The hypothesis of among group mean value equality of relative cerebellum volume and folding was investigated with the use of ANOVA tests (Supplementary File 2). The statistically significant change in relative cerebellum volume (Kruskal–Wallis ANOVA p value = 0.0176) and cerebellum folding (p value = 0.0057) of large effect size [25] were identified among the groups of patients, showing volume and folding decrease with the progress of dementia. The findings remain significant in the subgroup of age-matched patients (p = 0.0273 in both cases), even with a much larger effect size.

4 Discussion

It is well documented that grey matter volume loss and cortical Lewy bodies pathology are involved in the development of cognitive decline in Parkinson’s disease [26]. In cross-sectional studies about Parkinson’s disease dementia (PDD), greater atrophy was observed in the frontal and temporal lobes compared to controls [27, 28]. Our findings are consistent with this study, identifying the most involved areas in cognitive decline within the same brain regions.
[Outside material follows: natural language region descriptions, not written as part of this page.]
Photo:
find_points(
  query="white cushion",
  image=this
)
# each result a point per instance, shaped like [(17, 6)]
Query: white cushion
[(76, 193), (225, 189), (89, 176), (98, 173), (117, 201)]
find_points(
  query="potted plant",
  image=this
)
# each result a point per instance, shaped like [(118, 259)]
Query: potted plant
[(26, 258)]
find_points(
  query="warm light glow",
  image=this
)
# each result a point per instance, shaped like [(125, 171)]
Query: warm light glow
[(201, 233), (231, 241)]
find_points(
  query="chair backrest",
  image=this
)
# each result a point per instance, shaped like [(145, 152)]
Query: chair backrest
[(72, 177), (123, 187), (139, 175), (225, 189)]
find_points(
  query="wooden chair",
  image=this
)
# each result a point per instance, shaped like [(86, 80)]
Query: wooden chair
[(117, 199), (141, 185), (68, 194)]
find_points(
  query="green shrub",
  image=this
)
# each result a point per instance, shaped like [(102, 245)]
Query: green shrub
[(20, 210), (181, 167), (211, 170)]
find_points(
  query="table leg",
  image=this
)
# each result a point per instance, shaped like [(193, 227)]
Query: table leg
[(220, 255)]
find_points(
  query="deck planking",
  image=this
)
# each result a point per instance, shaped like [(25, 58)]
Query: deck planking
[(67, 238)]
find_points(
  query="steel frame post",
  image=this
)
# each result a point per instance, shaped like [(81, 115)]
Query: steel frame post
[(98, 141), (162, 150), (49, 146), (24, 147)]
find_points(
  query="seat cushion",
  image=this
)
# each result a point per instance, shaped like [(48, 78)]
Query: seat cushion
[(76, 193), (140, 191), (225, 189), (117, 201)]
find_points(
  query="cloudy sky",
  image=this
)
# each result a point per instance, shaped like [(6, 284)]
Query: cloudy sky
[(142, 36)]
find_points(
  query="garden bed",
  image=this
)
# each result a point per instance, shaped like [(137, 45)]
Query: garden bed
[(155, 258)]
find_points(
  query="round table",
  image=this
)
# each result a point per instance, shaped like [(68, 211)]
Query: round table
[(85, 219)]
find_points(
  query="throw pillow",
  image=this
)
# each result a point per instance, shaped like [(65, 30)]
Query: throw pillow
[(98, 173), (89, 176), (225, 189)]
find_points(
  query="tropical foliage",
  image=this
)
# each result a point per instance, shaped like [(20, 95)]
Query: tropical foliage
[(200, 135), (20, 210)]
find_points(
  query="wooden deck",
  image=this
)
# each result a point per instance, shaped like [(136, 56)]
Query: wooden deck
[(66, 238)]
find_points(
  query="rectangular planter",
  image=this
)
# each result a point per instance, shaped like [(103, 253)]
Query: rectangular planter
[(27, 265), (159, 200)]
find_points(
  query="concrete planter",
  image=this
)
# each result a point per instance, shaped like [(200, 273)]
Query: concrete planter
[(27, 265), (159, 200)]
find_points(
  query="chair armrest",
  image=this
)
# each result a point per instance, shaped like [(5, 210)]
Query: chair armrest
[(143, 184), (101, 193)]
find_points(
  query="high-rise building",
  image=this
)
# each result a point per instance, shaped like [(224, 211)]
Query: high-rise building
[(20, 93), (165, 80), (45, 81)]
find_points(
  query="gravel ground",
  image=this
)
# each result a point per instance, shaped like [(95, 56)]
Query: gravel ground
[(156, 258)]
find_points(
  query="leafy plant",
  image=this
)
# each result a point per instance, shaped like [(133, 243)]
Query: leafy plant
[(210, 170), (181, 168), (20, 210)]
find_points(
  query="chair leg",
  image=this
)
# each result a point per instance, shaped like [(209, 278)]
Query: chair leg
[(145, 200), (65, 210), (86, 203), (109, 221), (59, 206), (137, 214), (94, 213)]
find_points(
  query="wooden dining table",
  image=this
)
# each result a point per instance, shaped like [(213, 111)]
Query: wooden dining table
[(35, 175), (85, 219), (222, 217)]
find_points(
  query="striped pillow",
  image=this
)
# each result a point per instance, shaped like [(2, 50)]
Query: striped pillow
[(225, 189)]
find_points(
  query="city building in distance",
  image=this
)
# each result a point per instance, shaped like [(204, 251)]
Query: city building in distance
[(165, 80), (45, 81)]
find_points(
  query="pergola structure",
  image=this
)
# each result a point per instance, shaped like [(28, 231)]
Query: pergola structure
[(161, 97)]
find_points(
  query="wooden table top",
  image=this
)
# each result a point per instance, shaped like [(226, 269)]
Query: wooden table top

Widespread atrophic changes are especially present in the limbic/paralimbic area [29, 30]. Abnormalities associated with cognitive impairment within the posterior cingulate cortex (PCC), which is a part of the limbic system, arise from neurodegenerative processes. Moreover, finding PDD patients’ metabolic deficits in this region strongly suggests the possible influence of Alzheimer’s-like pathology in PD dementia [26, 29, 31] due to the region being heavily connected to the entorhinal cortex. Our results have also shown strong differences in PCC between PD patients with normal cognition and PD patients with dementia.

These subcortical atrophic changes are consistent with pathological studies of PD dementia [28, 30]. The predominant pattern of left hemisphere cortical atrophy in PD was described by Classen et al., where the rates of left hemisphere cortical atrophy were also strongly correlated with disease duration [32]. Other reports demonstrate that left-lateralised atrophy and left predominance is found in different neurodegenerative disorders with dementia [33, 34].

In our study, the strongest association between the severity of cognitive impairment and cortical atrophy was detected in the cerebellum. More recent pathological studies have shown that there is an alpha-synuclein aggregation pathology present in the cerebellum [35].

5 Conclusions

Our analysis proved that convolutional neural networks could be successfully used for feature engineering even in cases of small sample studies. The proposed method utilises only widely available basic MRI sequences and, after very carefully designed image preprocessing and normalisation, can detect changes for which more time-consuming and expensive medical tests are currently being used.

6 Limitations

Some limitations of our study should be recognised. We recruited a relatively small group of PD patients. However, we obtained significant and strong results in all discussed brain regions, and our results are in agreement with related literature. Additionally, the classical p values are supported by sample-size-independent effect size estimates. Another limitation was the fact that our PDD group was the oldest, and the age at disease onset was also higher in this group. To limit the impact of these confounding factors, an additional validation on a smaller group of age-matched patients was performed, which confirmed our findings. According to the clinical variability in PD, we can distinguish two types of the disease—one with the onset of old age and another of younger age [36]. The groups are characterised by rapid and slower disease progression, respectively, and along with advanced age, the risk of developing dementia in PD patients increases to 80% [37]. However, usually ageing results in diffuse, not focal cortical thinning [38], and our results showed a specific pattern of focal cortical and subcortical atrophy referring strictly to cognitive impairment, assuming that age was not a confounding factor.